В кругах литературоведов. Мемуарные очерки - стр. 58
Еще раз – спасибо, и желаю Вам всяческих благ. Выходит ли Катенин?
Ваш В. Вацуро
Два слова о Катенине. Откликаясь на «Литературно-критические работы декабристов», мой друг и многолетний спутник всех моих трудов А. Л. Гришунин обоснованно выражал удивление тому, что в него не вошли «Размышления и разборы» Катенина, которым там было самое место. Он не знал того, что знал Вацуро, – что я в это время уже готовил другое, более объемное издание Катенина для издательства «Искусство». В него вошел не только знаменитый катенинский трактат, но и его статьи, и письма, содержащие литературно-эстетическую проблематику. Вопрос Вацуро выдавал живой интерес, с которым он ждал выхода этой книги. Она появилась в том же «урожайном» для меня 1980 году, когда и упомянутый гослитовский сборник, и первая книга, подготовленная для «Детской литературы», «Высокое стремленье.
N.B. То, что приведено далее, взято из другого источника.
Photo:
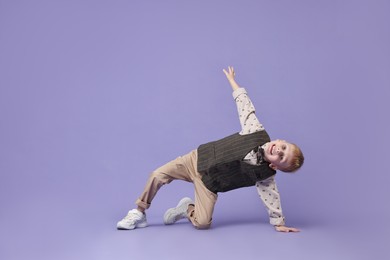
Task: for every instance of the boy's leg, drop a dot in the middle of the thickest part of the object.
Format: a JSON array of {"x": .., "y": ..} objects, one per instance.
[
  {"x": 174, "y": 170},
  {"x": 201, "y": 213}
]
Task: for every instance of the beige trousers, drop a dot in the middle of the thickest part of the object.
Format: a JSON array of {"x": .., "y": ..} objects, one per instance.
[{"x": 182, "y": 168}]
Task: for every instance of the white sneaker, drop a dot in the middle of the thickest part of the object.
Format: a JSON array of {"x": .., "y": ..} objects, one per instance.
[
  {"x": 133, "y": 219},
  {"x": 174, "y": 214}
]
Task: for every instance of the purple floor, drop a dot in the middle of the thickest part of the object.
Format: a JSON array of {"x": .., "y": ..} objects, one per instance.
[{"x": 94, "y": 95}]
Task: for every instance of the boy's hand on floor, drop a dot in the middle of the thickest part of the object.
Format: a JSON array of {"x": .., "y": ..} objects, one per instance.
[{"x": 286, "y": 229}]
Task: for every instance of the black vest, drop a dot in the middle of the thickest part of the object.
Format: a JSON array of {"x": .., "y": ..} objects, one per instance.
[{"x": 220, "y": 162}]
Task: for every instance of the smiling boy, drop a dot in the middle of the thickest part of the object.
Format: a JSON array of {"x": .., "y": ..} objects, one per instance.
[{"x": 247, "y": 158}]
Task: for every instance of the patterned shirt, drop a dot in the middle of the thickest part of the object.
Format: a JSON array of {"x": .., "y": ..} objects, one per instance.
[{"x": 266, "y": 189}]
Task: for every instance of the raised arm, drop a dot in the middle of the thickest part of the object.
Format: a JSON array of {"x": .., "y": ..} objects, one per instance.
[
  {"x": 230, "y": 74},
  {"x": 246, "y": 110}
]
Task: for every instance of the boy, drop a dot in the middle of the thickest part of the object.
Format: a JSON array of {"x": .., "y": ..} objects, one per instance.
[{"x": 243, "y": 159}]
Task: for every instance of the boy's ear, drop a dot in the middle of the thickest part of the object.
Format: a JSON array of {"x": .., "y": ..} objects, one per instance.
[{"x": 273, "y": 166}]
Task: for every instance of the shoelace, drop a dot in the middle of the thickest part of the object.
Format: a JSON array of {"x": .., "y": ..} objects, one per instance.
[{"x": 131, "y": 216}]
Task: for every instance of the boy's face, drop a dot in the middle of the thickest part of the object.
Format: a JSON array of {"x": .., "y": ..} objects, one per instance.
[{"x": 278, "y": 153}]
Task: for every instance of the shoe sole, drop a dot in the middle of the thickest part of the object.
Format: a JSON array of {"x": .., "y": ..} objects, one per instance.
[
  {"x": 142, "y": 225},
  {"x": 175, "y": 211}
]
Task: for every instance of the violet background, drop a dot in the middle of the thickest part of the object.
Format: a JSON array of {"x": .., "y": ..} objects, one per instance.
[{"x": 94, "y": 95}]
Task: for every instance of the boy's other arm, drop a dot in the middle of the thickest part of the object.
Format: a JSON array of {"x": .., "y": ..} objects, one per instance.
[
  {"x": 230, "y": 74},
  {"x": 246, "y": 110}
]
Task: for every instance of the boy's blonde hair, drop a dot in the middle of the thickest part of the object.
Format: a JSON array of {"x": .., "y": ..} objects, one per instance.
[{"x": 297, "y": 161}]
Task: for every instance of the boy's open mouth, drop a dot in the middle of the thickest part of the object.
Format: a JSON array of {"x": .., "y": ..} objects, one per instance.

Лирика декабристов», и следующий литературный памятник «Северные цветы на 1832 год». Снова получилось, что Фризман и Вацуро идут параллельными курсами: он незадолго до этого выпустил книгу «“Северные цветы”. История альманаха Дельвига – Пушкина».
Не осталось эпистолярных следов оценки, которую заслужило у Вацуро выпущенное мной в той же серии издание «Европеец. Журнал И. В. Киреевского». Напомню, что эта книга, вышедшая в 1988 году, произросла из «зерна» – статьи двадцатилетней давности, рецензированной Вадимом. Сам я считаю ее лучшей из семи «памятников», которые мне довелось подготовить.
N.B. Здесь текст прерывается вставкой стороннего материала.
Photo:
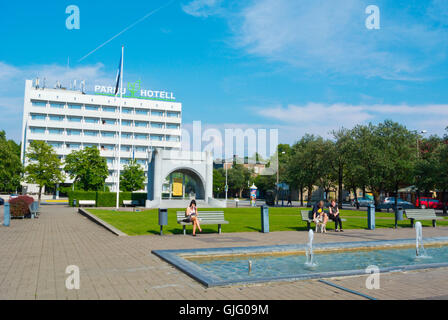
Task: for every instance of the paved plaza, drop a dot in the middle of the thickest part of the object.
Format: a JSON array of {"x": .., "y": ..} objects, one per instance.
[{"x": 35, "y": 253}]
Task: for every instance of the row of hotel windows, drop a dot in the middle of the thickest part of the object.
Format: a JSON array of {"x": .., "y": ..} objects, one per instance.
[
  {"x": 102, "y": 147},
  {"x": 126, "y": 123},
  {"x": 126, "y": 110},
  {"x": 104, "y": 134}
]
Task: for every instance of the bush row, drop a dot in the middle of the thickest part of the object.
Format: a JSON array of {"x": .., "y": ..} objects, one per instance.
[{"x": 105, "y": 199}]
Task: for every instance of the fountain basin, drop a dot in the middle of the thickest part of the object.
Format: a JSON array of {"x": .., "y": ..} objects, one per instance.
[{"x": 229, "y": 266}]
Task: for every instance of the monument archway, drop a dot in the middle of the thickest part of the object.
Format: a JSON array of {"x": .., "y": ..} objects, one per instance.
[{"x": 176, "y": 174}]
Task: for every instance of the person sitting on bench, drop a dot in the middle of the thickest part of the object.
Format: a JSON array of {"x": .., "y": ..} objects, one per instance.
[
  {"x": 191, "y": 214},
  {"x": 319, "y": 216},
  {"x": 334, "y": 215}
]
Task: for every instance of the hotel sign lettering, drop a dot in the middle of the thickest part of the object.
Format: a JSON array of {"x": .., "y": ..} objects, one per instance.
[{"x": 134, "y": 90}]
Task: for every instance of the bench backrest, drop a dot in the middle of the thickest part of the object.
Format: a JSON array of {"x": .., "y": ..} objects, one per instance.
[
  {"x": 308, "y": 214},
  {"x": 87, "y": 201},
  {"x": 208, "y": 216},
  {"x": 423, "y": 214},
  {"x": 131, "y": 202}
]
Встреча с Вацуро, о которой я теперь веду речь, происходила в грустной обстановке: мы хоронили уже упоминавшегося замечательного человека – Соломона Абрамовича Рейсера, который, к слову сказать, был издательским рецензентом «Европейца» и оценил его на пять с плюсом. Сходной была и оценка Вацуро. Мы стояли втроем: он, я и Мариэтта Омаровна Чудакова. Вацуро, обращаясь к ней, сказал: «Леонид Генрихович выпустил “Европейца”…» – и развел руками с таким выражением лица, которое было красноречивее любых слов.
Я не буду распространяться о масштабах и значении сделанного Вадимом в науке, такая задача мне не по силам, намечу лишь несколько штрихов портрета этой необыкновенной личности. Сказать, что он не гонялся за учеными и академическими степенями и званиями, – значит ничего не сказать. Он их избегал намеренно и неуклонно. Конечно, тщеславие присуще разным людям в разной мере. Есть люди, у которых стремление стать членкором пожирает все их существование, которые умирают после неудачного для них исхода академических выборов. Я мог бы назвать имена, но не стану тревожить прах этих несчастных.